I've realized partitioned indexing is a difficult, but solvable problem.
It could be a big project though. I mean we have all solved it in our
own way but no one has a general solution. Distributed searching might
be a better area to add to Solr since that should basically be the same
for everyone. I'm going to mess around with Jini on my own indexes,
there's finally a new book out to go with the newer versions.
How were you planning on using Solr with Hadoop? Maybe I don't fully
understand how hadoop works.
Tim
Venkatesh Seetharam wrote:
Hi Tim,
Thanks for your response. Interesting idea. Does the DB scale? Do you have
one single index which you plan to use Solr for or you have multiple
indexes?
But I don't know how big the index will grow and I wanted to be able to
add servers at any point.
I'm thinking of having N partitions with a max of 10 million documents per
partition. Adding a server should not be a problem but the newly added
server would take time to grow so that distribution of documents are equal
in the cluster. I've tested with 50 million documents of 10 size each and
looks very promising.
The hash idea sounds really interesting and if I had a fixed number of
indexes it would be perfect.
I'm infact looking around for a reverse-hash algorithm where in given a
docId, I should be able to find which partition contains the document so I
can save cycles on broadcasting slaves.
I mean, even if you use a DB, how have you solved the problem of
distribution when a new server is added into the mix.
We have the same problem since we get daily updates to documents and
document metadata.
How did you work around not being able to update a lucene index that is
stored in Hadoop?
I do not use HDFS. I use a NetApp mounted on all the nodes in the cluster
and hence did not need any change to Lucene.
I plan to index using Lucene/Hadoop and use Solr as the partition searcher
and a broker which would merge the results and return 'em.
Thanks,
Venkatesh
On 3/5/07, Tim Patton <[EMAIL PROTECTED]> wrote:
Venkatesh Seetharam wrote:
> Hi Tim,
>
> Howdy.
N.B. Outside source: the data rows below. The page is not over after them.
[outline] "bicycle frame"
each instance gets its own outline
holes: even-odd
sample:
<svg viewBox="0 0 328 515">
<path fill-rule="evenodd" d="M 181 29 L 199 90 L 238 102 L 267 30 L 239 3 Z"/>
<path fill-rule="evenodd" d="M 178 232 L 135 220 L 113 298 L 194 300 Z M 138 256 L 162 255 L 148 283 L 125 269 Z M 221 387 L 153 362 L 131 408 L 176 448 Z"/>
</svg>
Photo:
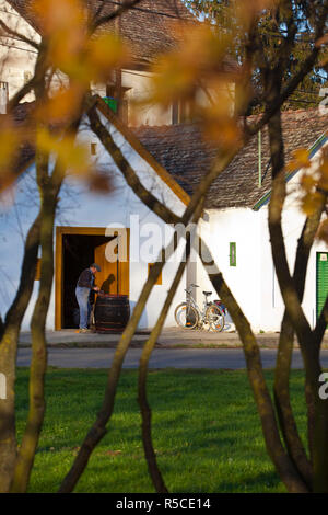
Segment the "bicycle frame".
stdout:
<svg viewBox="0 0 328 515">
<path fill-rule="evenodd" d="M 190 285 L 190 286 L 196 287 L 196 285 Z M 203 300 L 202 310 L 201 310 L 198 304 L 196 302 L 195 298 L 192 297 L 191 290 L 185 289 L 185 291 L 187 294 L 186 304 L 192 306 L 192 308 L 196 309 L 198 317 L 199 317 L 199 322 L 201 324 L 207 323 L 207 318 L 206 318 L 207 308 L 211 306 L 211 304 L 213 302 L 208 302 L 207 295 L 204 295 L 204 300 Z"/>
</svg>

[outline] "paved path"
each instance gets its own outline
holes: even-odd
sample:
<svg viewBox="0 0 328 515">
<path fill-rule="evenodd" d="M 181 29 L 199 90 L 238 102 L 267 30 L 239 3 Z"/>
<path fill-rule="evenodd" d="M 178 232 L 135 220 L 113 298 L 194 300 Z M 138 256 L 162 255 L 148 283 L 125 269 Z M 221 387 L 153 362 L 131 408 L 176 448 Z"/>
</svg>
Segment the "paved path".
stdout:
<svg viewBox="0 0 328 515">
<path fill-rule="evenodd" d="M 60 368 L 108 368 L 114 348 L 49 348 L 49 365 Z M 141 348 L 130 348 L 124 367 L 137 368 Z M 272 368 L 277 351 L 262 348 L 261 358 L 265 368 Z M 30 348 L 19 350 L 19 366 L 28 366 Z M 321 351 L 321 365 L 328 368 L 328 351 Z M 156 348 L 153 352 L 150 368 L 245 368 L 244 354 L 241 348 Z M 293 354 L 293 368 L 302 368 L 302 357 L 298 350 Z"/>
<path fill-rule="evenodd" d="M 165 328 L 163 329 L 157 342 L 161 345 L 172 346 L 176 344 L 183 345 L 192 345 L 192 344 L 212 344 L 215 343 L 222 346 L 241 346 L 241 340 L 236 332 L 229 332 L 230 329 L 226 327 L 226 330 L 221 333 L 210 333 L 208 331 L 184 331 L 178 328 Z M 136 344 L 141 344 L 144 342 L 149 335 L 149 331 L 139 331 L 134 336 L 132 342 Z M 261 346 L 271 346 L 276 347 L 279 340 L 279 333 L 263 333 L 256 335 L 259 345 Z M 96 334 L 96 333 L 86 333 L 79 334 L 72 329 L 65 329 L 62 331 L 47 331 L 47 342 L 50 345 L 57 344 L 73 344 L 79 343 L 79 345 L 97 345 L 97 344 L 113 344 L 115 346 L 119 341 L 119 334 Z M 20 334 L 20 344 L 21 345 L 31 345 L 31 333 L 22 332 Z M 328 333 L 325 334 L 324 345 L 328 347 Z"/>
</svg>

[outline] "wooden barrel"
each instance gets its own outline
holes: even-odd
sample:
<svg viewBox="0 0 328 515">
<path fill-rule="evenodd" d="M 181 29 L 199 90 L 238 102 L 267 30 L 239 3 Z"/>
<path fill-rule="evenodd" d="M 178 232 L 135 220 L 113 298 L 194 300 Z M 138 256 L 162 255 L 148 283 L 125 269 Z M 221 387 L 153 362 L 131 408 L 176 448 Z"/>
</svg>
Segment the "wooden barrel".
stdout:
<svg viewBox="0 0 328 515">
<path fill-rule="evenodd" d="M 97 296 L 94 310 L 96 332 L 122 332 L 129 318 L 130 302 L 127 295 L 99 294 Z"/>
</svg>

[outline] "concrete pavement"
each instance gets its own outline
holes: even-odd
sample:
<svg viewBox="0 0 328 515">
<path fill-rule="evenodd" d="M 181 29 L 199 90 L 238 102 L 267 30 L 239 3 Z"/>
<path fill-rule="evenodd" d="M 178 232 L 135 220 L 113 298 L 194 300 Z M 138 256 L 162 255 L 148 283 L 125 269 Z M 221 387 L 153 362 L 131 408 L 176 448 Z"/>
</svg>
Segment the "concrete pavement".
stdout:
<svg viewBox="0 0 328 515">
<path fill-rule="evenodd" d="M 48 363 L 59 368 L 109 368 L 115 348 L 61 348 L 48 350 Z M 137 368 L 141 348 L 129 348 L 124 368 Z M 277 350 L 261 348 L 263 368 L 276 364 Z M 28 366 L 31 348 L 19 350 L 17 365 Z M 328 368 L 328 350 L 321 351 L 321 365 Z M 150 368 L 245 368 L 244 353 L 241 348 L 155 348 Z M 292 368 L 303 368 L 300 350 L 293 353 Z"/>
<path fill-rule="evenodd" d="M 150 331 L 138 331 L 133 336 L 132 346 L 141 346 L 145 342 Z M 85 333 L 79 334 L 75 330 L 66 329 L 62 331 L 47 331 L 47 342 L 50 346 L 55 345 L 71 345 L 78 344 L 79 346 L 116 346 L 119 341 L 119 334 L 97 334 Z M 257 340 L 260 346 L 276 347 L 279 340 L 278 333 L 262 333 L 257 334 Z M 328 345 L 328 335 L 325 336 L 325 343 Z M 22 332 L 20 335 L 21 346 L 31 345 L 31 333 Z M 192 330 L 186 331 L 178 328 L 163 329 L 157 344 L 161 346 L 176 346 L 176 345 L 221 345 L 229 347 L 241 347 L 238 334 L 236 332 L 223 331 L 221 333 L 212 333 L 208 331 Z"/>
</svg>

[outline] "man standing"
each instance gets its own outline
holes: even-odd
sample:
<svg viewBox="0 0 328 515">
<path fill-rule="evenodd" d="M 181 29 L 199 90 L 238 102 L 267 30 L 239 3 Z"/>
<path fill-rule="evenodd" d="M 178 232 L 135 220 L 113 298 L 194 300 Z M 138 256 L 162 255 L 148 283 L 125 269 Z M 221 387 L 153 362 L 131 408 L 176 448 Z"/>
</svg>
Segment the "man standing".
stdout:
<svg viewBox="0 0 328 515">
<path fill-rule="evenodd" d="M 99 265 L 93 263 L 89 268 L 83 270 L 79 277 L 75 296 L 80 309 L 80 333 L 87 331 L 87 319 L 91 312 L 91 306 L 89 301 L 90 291 L 99 291 L 99 288 L 94 285 L 95 275 L 101 272 Z"/>
</svg>

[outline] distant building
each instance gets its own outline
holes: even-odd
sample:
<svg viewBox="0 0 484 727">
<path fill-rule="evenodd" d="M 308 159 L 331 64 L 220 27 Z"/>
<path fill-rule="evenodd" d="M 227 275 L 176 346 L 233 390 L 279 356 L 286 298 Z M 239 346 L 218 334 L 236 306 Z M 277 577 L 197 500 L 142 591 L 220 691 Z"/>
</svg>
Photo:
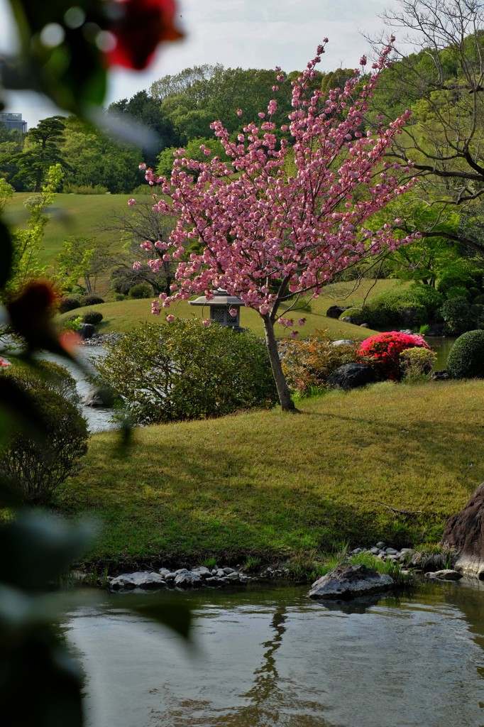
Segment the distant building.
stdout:
<svg viewBox="0 0 484 727">
<path fill-rule="evenodd" d="M 27 131 L 27 121 L 24 121 L 21 113 L 7 113 L 3 112 L 0 113 L 0 124 L 4 124 L 10 132 L 12 129 L 17 129 L 20 132 Z"/>
</svg>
I saw your post on Solr newsgroup and caught my attention. I'm
> working on a similar problem for searching a vault of over 100 million
> XML documents. I already have the encoding part done using Hadoop and
> Lucene. It works like a charm. I create N index partitions and have
> been trying to wrap Solr to search each partition, have a Search broker
> that merges the results and returns.
>
> I'm curious about how have you solved the distribution of additions,
> deletions and updates to each of the indexing servers.I use a
> partitioner based on a hash of the document id. Do you broadcast to the
> slaves as to who owns a document?
>
> Also, I'm looking at Hadoop RPC and ICE ( www.zeroc.com
> <http://www.zeroc.com>) for distributing the search across these Solr
> servers. I'm not using HTTP.
>
> Any ideas are greatly appreciated.
>
> PS: I did subscribe to solr newsgroup now but did not receive a
> confirmation and hence sending it to you directly.
>
> --
> Thanks,
> Venkatesh
>
> "Perfection (in design) is achieved not when there is nothing more to
> add, but rather when there is nothing more to take away."
> - Antoine de Saint-Exupéry
I used a SQL database to keep track of which server had which document.
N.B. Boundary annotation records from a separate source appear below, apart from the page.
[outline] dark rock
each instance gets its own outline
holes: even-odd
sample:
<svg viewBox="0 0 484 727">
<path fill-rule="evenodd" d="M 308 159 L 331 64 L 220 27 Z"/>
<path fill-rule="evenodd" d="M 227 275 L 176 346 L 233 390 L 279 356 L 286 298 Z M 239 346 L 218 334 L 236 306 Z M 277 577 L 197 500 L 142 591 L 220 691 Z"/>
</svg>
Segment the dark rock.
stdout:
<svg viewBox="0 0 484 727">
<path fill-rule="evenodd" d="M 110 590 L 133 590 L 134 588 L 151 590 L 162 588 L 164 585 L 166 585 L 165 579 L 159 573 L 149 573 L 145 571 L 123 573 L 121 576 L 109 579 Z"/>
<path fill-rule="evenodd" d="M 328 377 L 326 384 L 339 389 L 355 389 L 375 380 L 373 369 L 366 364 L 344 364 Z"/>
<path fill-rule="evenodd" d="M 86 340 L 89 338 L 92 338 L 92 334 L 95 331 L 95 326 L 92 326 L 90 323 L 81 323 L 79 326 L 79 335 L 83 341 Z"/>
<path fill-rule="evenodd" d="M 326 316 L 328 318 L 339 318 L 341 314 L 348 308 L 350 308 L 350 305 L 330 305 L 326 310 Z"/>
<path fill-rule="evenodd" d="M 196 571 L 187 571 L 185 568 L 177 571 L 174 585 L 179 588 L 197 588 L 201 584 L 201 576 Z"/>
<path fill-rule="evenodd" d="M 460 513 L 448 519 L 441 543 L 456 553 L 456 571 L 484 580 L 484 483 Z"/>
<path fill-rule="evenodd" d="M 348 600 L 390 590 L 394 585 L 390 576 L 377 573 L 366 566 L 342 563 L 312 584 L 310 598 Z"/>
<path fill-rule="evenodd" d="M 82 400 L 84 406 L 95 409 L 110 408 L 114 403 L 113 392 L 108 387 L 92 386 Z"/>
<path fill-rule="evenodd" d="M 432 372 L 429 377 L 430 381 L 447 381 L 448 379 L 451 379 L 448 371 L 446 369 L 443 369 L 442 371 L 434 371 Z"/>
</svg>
Then I originally used JMS and would use a selector for which server
number the document should go to. I switched over to a home grown,
lightweight message server since JMS behaves really badly when it backs
up and I couldn't find a server that would simply pause the producers if
there was a problem with the consumers. Additions are pretty much
assigned randomly to whichever server gets them first. At this point I
am up to around 20 million documents.
The hash idea sounds really interesting and if I had a fixed number of
indexes it would be perfect. But I don't know how big the index will
grow and I wanted to be able to add servers at any point. I would like
to eliminate any outside dependencies (SQL, JMS), which is why a
distributed Solr would let me focus on other areas.
How did you work around not being able to update a lucene index that is
stored in Hadoop? I know there were changes in Lucene 2.1 to support
this but I haven't looked that far into it yet, I've just been testing
the new IndexWriter. As an aside, I hope those features can be used by
Solr soon (if they aren't already in the nightlys).
Tim